University Clinical Hospital Center "Dr Dragisa Misovic," Belgrade, Serbia.
University of Milan-Bicocca and Istituto Auxologico Italiano, Clinical Research Unit, Meda, Italy.
Can J Cardiol. 2014 Mar;30(3):325-31. doi: 10.1016/j.cjca.2013.12.006. Epub 2013 Dec 18.
We sought to investigate right ventricular (RV) and right atrial (RA) deformation obtained using 3-dimensional echocardiography (3DE) and 2-dimensional (2DE) strain in subjects with the metabolic syndrome (MS).
This cross-sectional study included 108 untreated subjects with the MS and 75 control subjects similar according to sex and age. The MS was defined by the presence ≥ 3 American Heart Association/National Heart, Lung, and Blood Institute criteria. All the subjects underwent adequate laboratory analyses and complete 2DE and 3DE examination.
2DE global longitudinal strain of the RV was significantly decreased in the MS group compared with the control subjects (-24 ± 5 vs -27 ± 5%; P < 0.001). Similar results were obtained for the RA longitudinal strain (40 ± 5 vs 44 ± 7%; P < 0.001). Systolic and early diastolic RV and RA strain rates were decreased, whereas late diastolic strain rates were increased among the MS participants compared with the control subjects. 3DE RV ejection fraction was significantly decreased in the MS subjects (55 ± 4 vs 58 ± 4%; P < 0.001). The multivariate analysis of MS criteria showed that systolic blood pressure, waist circumference, and fasting glucose were independently associated with RV and/or RA myocardial function and deformation.
RV mechanics and RA mechanics, assessed using 3DE and 2DE strain, were significantly deteriorated in the MS subjects. Among all MS risk factors, systolic blood pressure, abdominal circumference, and fasting glucose were the most responsible for the right heart remodelling.

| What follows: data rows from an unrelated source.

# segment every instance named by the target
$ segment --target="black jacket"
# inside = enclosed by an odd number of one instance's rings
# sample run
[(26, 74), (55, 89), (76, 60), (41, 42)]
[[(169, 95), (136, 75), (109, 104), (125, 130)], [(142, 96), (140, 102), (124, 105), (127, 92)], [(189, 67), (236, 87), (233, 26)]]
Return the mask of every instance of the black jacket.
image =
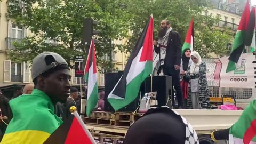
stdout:
[[(154, 47), (156, 53), (159, 53), (160, 47), (155, 45)], [(167, 68), (173, 68), (174, 65), (180, 66), (181, 59), (181, 41), (180, 34), (172, 30), (169, 33), (165, 59), (164, 62)]]
[(70, 116), (71, 116), (72, 114), (71, 114), (69, 109), (72, 106), (76, 107), (76, 103), (71, 98), (68, 98), (67, 100), (67, 102), (63, 105), (62, 117), (63, 121), (66, 121)]

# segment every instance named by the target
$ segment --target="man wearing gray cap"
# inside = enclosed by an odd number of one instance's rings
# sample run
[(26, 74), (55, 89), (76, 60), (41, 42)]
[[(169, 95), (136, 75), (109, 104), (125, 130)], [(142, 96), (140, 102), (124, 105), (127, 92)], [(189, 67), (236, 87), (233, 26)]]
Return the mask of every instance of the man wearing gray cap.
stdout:
[(13, 118), (1, 143), (43, 143), (62, 123), (54, 114), (54, 105), (70, 95), (70, 71), (57, 53), (45, 52), (32, 65), (35, 89), (9, 102)]

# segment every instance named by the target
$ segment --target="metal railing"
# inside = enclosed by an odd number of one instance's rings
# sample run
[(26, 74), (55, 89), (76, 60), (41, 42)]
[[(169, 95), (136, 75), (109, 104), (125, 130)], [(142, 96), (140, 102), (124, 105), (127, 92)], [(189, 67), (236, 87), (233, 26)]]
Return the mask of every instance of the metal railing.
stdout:
[(11, 37), (6, 38), (6, 47), (7, 49), (14, 49), (15, 46), (13, 46), (14, 42), (20, 42), (22, 39), (14, 38)]
[(11, 75), (11, 81), (12, 82), (22, 82), (23, 75)]

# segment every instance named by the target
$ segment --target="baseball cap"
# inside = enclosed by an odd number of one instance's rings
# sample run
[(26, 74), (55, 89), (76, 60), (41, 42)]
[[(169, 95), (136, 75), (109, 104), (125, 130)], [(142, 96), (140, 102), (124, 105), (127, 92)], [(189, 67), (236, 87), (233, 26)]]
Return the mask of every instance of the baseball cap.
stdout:
[(31, 75), (33, 81), (43, 73), (52, 70), (69, 69), (68, 63), (58, 53), (44, 52), (34, 59)]
[(187, 120), (167, 106), (151, 108), (129, 127), (124, 144), (196, 144), (199, 140)]

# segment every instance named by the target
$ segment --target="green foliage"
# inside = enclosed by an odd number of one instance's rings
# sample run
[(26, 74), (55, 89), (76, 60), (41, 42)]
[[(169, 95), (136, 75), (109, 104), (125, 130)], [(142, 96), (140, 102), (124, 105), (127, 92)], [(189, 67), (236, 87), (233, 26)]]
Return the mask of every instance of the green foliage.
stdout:
[[(151, 14), (154, 21), (154, 38), (157, 37), (160, 23), (167, 19), (173, 29), (180, 34), (182, 43), (185, 41), (191, 18), (194, 18), (195, 50), (202, 57), (209, 57), (208, 54), (214, 52), (219, 55), (227, 53), (227, 42), (230, 41), (230, 34), (213, 29), (220, 18), (212, 14), (202, 15), (203, 12), (210, 9), (207, 0), (130, 0), (127, 2), (133, 22), (130, 26), (133, 35), (129, 37), (128, 45), (124, 50), (131, 52), (143, 28)], [(204, 24), (202, 24), (204, 23)], [(207, 48), (205, 48), (207, 47)]]
[[(9, 17), (29, 28), (34, 35), (14, 44), (16, 49), (9, 52), (13, 61), (31, 62), (37, 54), (50, 51), (63, 57), (72, 67), (70, 63), (75, 55), (87, 58), (86, 49), (82, 43), (83, 21), (87, 17), (100, 22), (96, 27), (100, 31), (97, 36), (100, 43), (95, 46), (98, 63), (104, 63), (103, 54), (110, 53), (115, 46), (122, 47), (109, 42), (122, 39), (127, 34), (129, 14), (120, 6), (123, 0), (23, 0), (22, 5), (20, 2), (9, 0)], [(59, 43), (57, 45), (46, 43), (49, 39)], [(106, 66), (100, 65), (103, 68)]]
[[(17, 62), (31, 62), (37, 54), (46, 51), (63, 56), (70, 67), (75, 55), (86, 58), (86, 49), (82, 39), (83, 21), (87, 17), (100, 22), (95, 28), (100, 31), (96, 36), (99, 41), (95, 46), (97, 59), (99, 67), (107, 71), (115, 70), (111, 61), (103, 60), (103, 55), (111, 54), (115, 47), (131, 52), (151, 14), (155, 38), (161, 21), (167, 19), (174, 30), (180, 33), (182, 42), (193, 17), (196, 31), (195, 49), (202, 57), (209, 57), (211, 52), (226, 53), (230, 38), (229, 34), (212, 28), (219, 18), (202, 15), (202, 12), (211, 9), (209, 0), (23, 0), (23, 4), (20, 2), (8, 0), (9, 17), (34, 34), (26, 37), (22, 43), (14, 43), (16, 49), (9, 51), (9, 58)], [(128, 35), (129, 29), (132, 35)], [(114, 39), (124, 38), (127, 38), (127, 45), (112, 43)], [(46, 43), (47, 39), (57, 41), (58, 44)]]

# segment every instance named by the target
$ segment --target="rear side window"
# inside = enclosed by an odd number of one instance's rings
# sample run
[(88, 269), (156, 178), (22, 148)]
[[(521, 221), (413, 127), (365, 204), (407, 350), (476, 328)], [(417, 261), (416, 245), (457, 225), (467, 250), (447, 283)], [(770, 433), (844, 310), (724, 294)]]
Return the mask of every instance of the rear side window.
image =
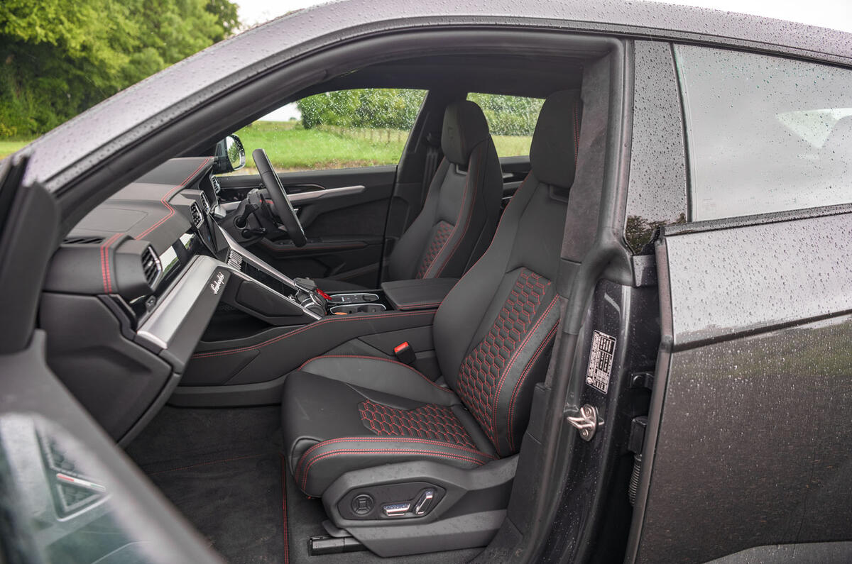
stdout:
[(530, 153), (532, 131), (544, 100), (475, 92), (469, 94), (468, 100), (482, 108), (498, 157)]
[(678, 45), (692, 219), (852, 202), (852, 72)]

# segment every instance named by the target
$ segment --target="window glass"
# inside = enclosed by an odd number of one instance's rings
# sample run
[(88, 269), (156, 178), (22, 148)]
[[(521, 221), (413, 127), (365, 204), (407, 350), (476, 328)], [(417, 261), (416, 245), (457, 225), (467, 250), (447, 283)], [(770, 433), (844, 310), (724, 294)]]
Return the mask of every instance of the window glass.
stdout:
[(482, 108), (498, 157), (530, 153), (532, 131), (544, 100), (475, 92), (468, 95), (468, 100)]
[(852, 202), (852, 74), (679, 45), (694, 221)]
[(287, 104), (236, 132), (245, 168), (266, 150), (279, 172), (396, 164), (425, 90), (361, 89), (325, 92)]

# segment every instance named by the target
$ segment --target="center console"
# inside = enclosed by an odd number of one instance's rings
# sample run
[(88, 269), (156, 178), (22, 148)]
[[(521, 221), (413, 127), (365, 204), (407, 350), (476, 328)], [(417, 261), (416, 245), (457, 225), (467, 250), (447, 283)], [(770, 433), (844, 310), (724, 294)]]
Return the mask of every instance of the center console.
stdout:
[[(186, 406), (274, 404), (286, 374), (323, 354), (396, 358), (407, 342), (412, 366), (436, 378), (432, 321), (455, 280), (392, 282), (381, 289), (325, 292), (291, 279), (222, 231), (219, 264), (231, 273), (220, 305), (170, 402)], [(224, 262), (227, 262), (227, 265)]]
[(226, 302), (273, 325), (310, 323), (328, 315), (376, 314), (392, 309), (382, 291), (326, 293), (309, 279), (291, 279), (233, 240), (226, 231), (227, 264), (242, 281)]

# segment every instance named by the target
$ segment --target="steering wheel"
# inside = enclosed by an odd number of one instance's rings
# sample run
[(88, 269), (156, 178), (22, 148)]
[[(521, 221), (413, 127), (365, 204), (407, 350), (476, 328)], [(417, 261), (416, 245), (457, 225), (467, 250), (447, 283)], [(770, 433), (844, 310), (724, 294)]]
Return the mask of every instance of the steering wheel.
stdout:
[(255, 149), (251, 152), (251, 156), (255, 159), (255, 166), (257, 167), (257, 172), (261, 175), (261, 181), (262, 181), (264, 187), (266, 187), (272, 197), (272, 202), (275, 204), (275, 211), (278, 212), (278, 216), (281, 218), (281, 223), (286, 228), (291, 240), (297, 247), (305, 246), (308, 244), (308, 238), (305, 237), (305, 230), (302, 228), (302, 223), (299, 222), (299, 218), (296, 216), (296, 211), (290, 203), (290, 199), (287, 198), (287, 193), (284, 191), (284, 187), (281, 186), (281, 179), (275, 174), (275, 170), (273, 170), (272, 164), (269, 163), (269, 158), (267, 157), (266, 151), (263, 149)]

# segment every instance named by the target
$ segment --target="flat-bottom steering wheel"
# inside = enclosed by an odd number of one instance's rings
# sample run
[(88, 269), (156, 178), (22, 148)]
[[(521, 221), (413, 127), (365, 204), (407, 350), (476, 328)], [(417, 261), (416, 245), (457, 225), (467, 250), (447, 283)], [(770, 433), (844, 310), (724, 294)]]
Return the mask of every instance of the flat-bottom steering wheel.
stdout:
[(281, 218), (281, 223), (284, 224), (285, 228), (287, 230), (290, 239), (297, 247), (305, 246), (308, 243), (308, 238), (305, 237), (305, 230), (302, 228), (302, 223), (299, 222), (299, 218), (296, 216), (296, 211), (290, 203), (290, 199), (287, 198), (287, 193), (284, 191), (284, 187), (281, 186), (281, 179), (275, 174), (275, 170), (272, 168), (272, 164), (269, 163), (269, 158), (266, 156), (266, 151), (263, 149), (255, 149), (251, 152), (251, 156), (255, 159), (255, 166), (257, 167), (257, 172), (261, 175), (261, 181), (269, 193), (273, 204), (275, 204), (275, 211), (278, 212), (278, 216)]

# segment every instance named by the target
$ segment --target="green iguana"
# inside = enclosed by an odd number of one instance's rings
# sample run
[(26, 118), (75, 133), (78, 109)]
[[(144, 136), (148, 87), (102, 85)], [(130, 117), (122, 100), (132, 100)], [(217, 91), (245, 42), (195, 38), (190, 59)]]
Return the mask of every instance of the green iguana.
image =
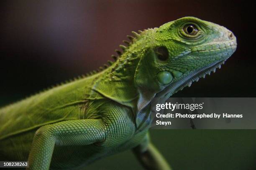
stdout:
[(146, 169), (171, 169), (149, 139), (151, 101), (165, 101), (220, 68), (236, 38), (193, 17), (138, 32), (105, 68), (2, 108), (0, 160), (28, 160), (33, 170), (77, 169), (132, 149)]

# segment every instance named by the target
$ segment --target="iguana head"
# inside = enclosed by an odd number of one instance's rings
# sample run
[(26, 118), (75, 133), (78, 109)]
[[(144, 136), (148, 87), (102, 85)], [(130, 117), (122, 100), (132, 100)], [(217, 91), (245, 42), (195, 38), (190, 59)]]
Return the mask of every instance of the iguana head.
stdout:
[(136, 84), (166, 98), (220, 68), (237, 45), (230, 31), (194, 17), (154, 28), (147, 39), (145, 54), (136, 71)]

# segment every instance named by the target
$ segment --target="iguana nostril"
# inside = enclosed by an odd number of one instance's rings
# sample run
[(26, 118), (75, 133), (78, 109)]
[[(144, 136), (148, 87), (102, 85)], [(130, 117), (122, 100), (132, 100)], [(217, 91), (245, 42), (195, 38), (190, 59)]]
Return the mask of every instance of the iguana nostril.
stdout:
[(233, 39), (233, 38), (234, 38), (234, 35), (233, 35), (233, 33), (232, 32), (230, 32), (228, 33), (228, 38), (231, 39)]

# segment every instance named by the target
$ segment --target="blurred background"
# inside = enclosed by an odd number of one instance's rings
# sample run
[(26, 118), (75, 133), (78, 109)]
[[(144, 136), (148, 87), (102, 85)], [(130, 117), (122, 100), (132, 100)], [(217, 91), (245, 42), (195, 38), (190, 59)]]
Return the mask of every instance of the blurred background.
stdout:
[[(0, 106), (102, 66), (132, 30), (187, 16), (224, 26), (238, 45), (221, 69), (173, 96), (255, 97), (255, 4), (249, 2), (2, 0)], [(256, 169), (256, 130), (151, 133), (174, 170)], [(127, 151), (86, 169), (142, 168)]]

我们旨在研究代谢综合征(MS)患者中使用三维超声心动图(3DE)和二维应变(2DE)获得的右心室(RV)和右心房(RA)变形。
这项横断面研究纳入了 108 名未经治疗的 MS 患者和 75 名性别和年龄相匹配的对照组。MS 按照美国心脏协会/国家心肺血液研究所的标准≥3 项定义。所有患者均接受了充分的实验室分析和完整的 2DE 和 3DE 检查。
与对照组相比,MS 组 2DE 整体 RV 纵向应变明显降低(-24±5%对-27±5%;P<0.001)。RA 纵向应变也有类似结果(40±5%对 44±7%;P<0.001)。与对照组相比,MS 患者的 RV 和/或 RA 收缩期和早期舒张期应变率降低,晚期舒张期应变率增加。MS 患者的 3DE RV 射血分数明显降低(55±4%对 58±4%;P<0.001)。MS 标准的多元分析显示,收缩压、腰围和空腹血糖与 RV 和/或 RA 心肌功能和变形独立相关。
使用 3DE 和 2DE 应变评估的 RV 力学和 RA 力学在 MS 患者中明显恶化。在所有 MS 危险因素中,收缩压、腹围和空腹血糖对右心重构的影响最大。